Part of the occasional Sahara A to Z series
Hang around long enough and you’ll get the full set
Out in Niger’s Tenere desert, east of the Aïr mountains lies the isolated massif of Adrar Madet.
About 2.5 kilometres directly west of the 20-km long massif’s northern tip, a perfect stone circle lies in the sand.
The circle is about 20m in diametre and some 600m from the circle and more or less at each cardinal point is a small arrow. You can see all five points here on Bing. You won’t see them on Google.
I’ve not been there but have known about it for years. Some speculate that it could a sacred pre-historic marker associated with prime meridians and ancient Egyptian knowledge, marking the ‘middle of North Africa’ (left).
It is a huge coincidence that the circle is – within a few kilometres – exactly halfway between the equator and Ras Angela near Bizerte in Tunisia, the northernmost point of Africa. And it’s nearly directly south (178.4°) of Ras Angela, too. (Fwiw, it’s 64km west to the actual point directly south of Ras Angela, just south of Arakao on the edge of the Aïr.)
I err more towards the idea of a much less ancient aviation landmark from the colonial era, one of many located in the Sahara, including less ambiguous examples where names of nearby outposts are stencilled inside the circles. Fellow Saharaholic, Yves Rohmer confirms this fact. Rubbish from that era: tin cans, bottles of Pastis and so on, litter the Madet site. A similar circle exists in nearby Fachi, with that name stencilled in it and close to an old airstrip. Another plausible explanation made in the discussion linked above was a drop zone for parachute or bomb training.

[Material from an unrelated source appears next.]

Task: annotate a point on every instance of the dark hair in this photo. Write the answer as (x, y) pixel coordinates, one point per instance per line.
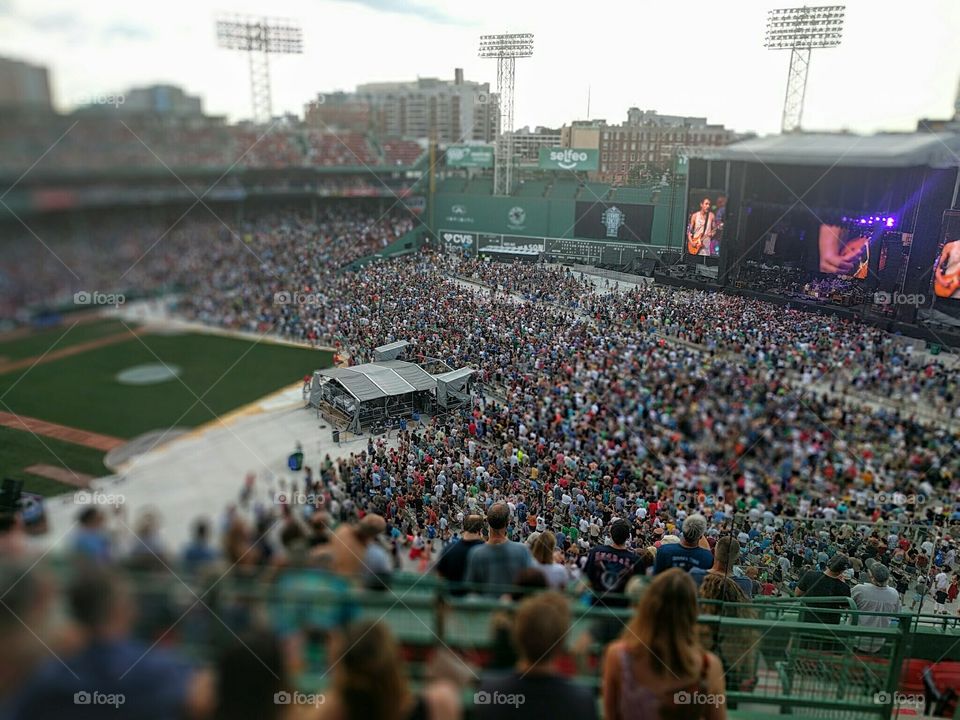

Not so mysterious after all then, but you do wonder, with the distinctive and isolated 20-km-long Madet ridge angled NW/SE and the Aïr massif to the west, what value the tiny 20-m stone compass actually added to aerial navigation? And why put an airstrip there if anywhere flat in the Sahara can be an ’emergency airstrip’. And would they have spent days building the drop zone circle when a ring of smoking oil drums would have sufficed.
Another possibility I like to entertain is of a playful or geographically inclined Colonel stationed in the Sahara. He’d spent his lovelorn honeymoon in Bizerte and, looking at his Michelin map one hot day, noticed Adrar Madet’s central position. He decided it would be a good morale-building (or time-killing) exercise to have the circle and cardinal points marked in the desert for posterity. But as Adrar Madet is far from any route or useful resource, the purpose and meaning of his enigmatic earth sculpture has been lost in the sands of time.
That’s as may be, but what about the other very similar but smaller cobbled stone circles I’ve seen in the mountains of southern Algeria (below)? Neither could have been described as aviation markers. ‘Tombs’ said the guides, but not at all like the usual pre-Islamic tombs of the desert.